Kawagishi, Yu; Murase, Kazunori; Grebenshchikova, Anna; Iibushi, Junpei; Ma, Chang; Kimeu, Teresia M.; Minowa-Nozawa, Atsuko; Nozawa, Takashi; Nakagawa, Ichiro

Kyoto University; Japan Institute for Health Security (JIHS); National Institute of Infectious Diseases (NIID); Kyoto University

PROCEEDINGS OF THE NATIONAL ACADEMY OF SCIENCES OF THE UNITED STATES OF AMERICA

0027-13135

10.1073/pnas.2416652122

2025-05-06

Extracellular vesicles (EVs) produced by bacteria contain many bacterial-derived molecules, which play an important role in host interactions and as mediators of bacterial communication. However, the role of EVs in interspecies interactions and their physiological and ecological significance are not well understood. In this study, we found that Escherichia coli EVs inhibit the growth of group A Streptococcus (GAS; Streptococcus pyogenes) by inducing defective cell division via the following processes. E. coli EVs first attach to the cell surface of GAS. In EV-attached GAS cells, multiple septa and Z-rings form in close proximity, which clearly differs from the typical cell division process. This is due to inhibition of peptidoglycan (PG) remodeling in the process after septum formation, in which the next cell division is initiated without completion of peripheral PG synthesis. Therefore, cell division proceeds while inducing cell elongation and cell separation failure, leading to growth inhibition. Furthermore, EV alters the expression of approximately 10% of all genes encoded on the GAS genome, and the diverse functions of these gene sets, which include replication, division, and metabolism, suggest that EVs have a variety of biological effects on the targeted bacterial cells.
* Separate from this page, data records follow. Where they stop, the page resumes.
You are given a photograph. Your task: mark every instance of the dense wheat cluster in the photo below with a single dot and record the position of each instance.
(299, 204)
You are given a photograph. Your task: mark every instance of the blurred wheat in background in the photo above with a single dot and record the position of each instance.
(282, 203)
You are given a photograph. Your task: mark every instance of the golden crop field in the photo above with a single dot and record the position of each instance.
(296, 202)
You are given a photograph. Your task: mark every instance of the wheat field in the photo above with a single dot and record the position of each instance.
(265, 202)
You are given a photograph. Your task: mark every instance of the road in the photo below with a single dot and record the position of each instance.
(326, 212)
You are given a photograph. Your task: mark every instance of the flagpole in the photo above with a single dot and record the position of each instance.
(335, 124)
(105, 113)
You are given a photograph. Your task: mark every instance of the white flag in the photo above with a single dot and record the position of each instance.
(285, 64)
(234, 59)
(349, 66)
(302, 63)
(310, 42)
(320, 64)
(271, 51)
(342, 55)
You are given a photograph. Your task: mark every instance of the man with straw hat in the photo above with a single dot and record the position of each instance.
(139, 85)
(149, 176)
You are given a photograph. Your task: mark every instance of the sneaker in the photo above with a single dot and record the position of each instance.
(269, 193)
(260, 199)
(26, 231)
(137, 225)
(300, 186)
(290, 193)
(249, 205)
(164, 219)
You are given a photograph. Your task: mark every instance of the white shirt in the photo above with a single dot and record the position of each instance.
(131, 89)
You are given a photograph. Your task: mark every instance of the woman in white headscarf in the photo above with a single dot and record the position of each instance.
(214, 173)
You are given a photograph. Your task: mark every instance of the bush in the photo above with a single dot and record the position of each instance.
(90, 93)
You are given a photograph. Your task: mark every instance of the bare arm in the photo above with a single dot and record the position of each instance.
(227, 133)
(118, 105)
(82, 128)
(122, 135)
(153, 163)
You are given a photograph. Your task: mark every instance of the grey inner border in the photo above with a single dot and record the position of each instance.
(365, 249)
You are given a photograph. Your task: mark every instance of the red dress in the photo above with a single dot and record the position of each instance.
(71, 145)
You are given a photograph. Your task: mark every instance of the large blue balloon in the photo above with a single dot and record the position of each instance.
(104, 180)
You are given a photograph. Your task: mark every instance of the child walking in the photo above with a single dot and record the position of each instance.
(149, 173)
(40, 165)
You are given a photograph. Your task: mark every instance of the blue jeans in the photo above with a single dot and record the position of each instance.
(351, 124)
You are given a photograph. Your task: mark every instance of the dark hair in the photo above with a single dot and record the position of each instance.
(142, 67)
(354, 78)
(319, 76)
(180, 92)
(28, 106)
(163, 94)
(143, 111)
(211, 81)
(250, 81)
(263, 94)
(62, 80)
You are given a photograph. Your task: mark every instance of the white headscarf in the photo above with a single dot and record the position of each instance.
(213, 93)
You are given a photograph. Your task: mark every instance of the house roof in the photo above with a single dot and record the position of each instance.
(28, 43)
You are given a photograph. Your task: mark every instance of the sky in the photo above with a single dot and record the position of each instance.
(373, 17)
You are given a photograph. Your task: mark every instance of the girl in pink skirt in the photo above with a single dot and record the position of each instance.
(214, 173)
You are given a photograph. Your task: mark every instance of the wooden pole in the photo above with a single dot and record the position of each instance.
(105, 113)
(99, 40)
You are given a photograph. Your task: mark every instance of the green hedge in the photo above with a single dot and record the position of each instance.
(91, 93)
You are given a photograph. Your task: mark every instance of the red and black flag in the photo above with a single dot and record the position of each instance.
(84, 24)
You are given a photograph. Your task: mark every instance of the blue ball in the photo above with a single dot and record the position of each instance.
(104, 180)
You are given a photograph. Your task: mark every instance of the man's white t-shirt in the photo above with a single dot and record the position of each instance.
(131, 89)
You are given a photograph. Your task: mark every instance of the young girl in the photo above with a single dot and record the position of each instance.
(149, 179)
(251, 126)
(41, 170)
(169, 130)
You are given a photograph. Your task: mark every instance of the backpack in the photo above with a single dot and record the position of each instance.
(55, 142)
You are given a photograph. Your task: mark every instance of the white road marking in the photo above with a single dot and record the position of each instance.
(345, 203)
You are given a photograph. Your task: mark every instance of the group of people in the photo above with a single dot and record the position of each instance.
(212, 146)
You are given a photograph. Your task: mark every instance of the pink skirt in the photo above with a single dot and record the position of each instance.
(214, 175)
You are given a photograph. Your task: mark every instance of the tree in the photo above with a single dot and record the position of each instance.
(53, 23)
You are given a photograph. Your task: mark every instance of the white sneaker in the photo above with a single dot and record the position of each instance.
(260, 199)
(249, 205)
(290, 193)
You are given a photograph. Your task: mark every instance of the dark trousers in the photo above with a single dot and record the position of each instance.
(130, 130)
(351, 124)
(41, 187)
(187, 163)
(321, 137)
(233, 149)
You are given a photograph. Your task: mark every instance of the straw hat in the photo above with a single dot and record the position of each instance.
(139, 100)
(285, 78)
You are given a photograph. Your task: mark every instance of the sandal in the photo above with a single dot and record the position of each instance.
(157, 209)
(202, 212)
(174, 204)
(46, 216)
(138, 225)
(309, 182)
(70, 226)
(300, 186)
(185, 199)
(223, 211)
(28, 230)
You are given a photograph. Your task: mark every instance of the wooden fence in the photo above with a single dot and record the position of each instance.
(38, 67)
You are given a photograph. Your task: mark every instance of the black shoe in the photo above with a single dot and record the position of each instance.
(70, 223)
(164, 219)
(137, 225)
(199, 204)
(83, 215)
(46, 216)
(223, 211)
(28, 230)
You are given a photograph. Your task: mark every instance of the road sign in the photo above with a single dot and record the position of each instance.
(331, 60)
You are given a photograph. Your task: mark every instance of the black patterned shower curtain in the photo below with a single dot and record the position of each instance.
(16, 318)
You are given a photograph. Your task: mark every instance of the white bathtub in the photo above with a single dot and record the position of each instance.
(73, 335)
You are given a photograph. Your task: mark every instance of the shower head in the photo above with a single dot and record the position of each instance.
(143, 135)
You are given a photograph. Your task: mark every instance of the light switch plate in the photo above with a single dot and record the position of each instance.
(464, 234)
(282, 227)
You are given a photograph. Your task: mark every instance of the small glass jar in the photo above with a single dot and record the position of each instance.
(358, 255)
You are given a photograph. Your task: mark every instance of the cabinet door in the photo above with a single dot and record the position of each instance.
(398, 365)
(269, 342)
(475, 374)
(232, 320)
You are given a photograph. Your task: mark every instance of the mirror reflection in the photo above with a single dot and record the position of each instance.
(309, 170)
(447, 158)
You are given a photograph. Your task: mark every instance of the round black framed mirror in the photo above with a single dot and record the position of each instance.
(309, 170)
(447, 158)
Notably, E. coli EVs significantly decreased the expression of genes involved in representative GAS virulence, such as slo, nga, and hasA, and also markedly attenuated the pathogenicity of GAS in mice. Our findings provide insight into the competitive functions of EVs between different bacterial species, expanding current knowledge on EV-mediated inter-species interactions.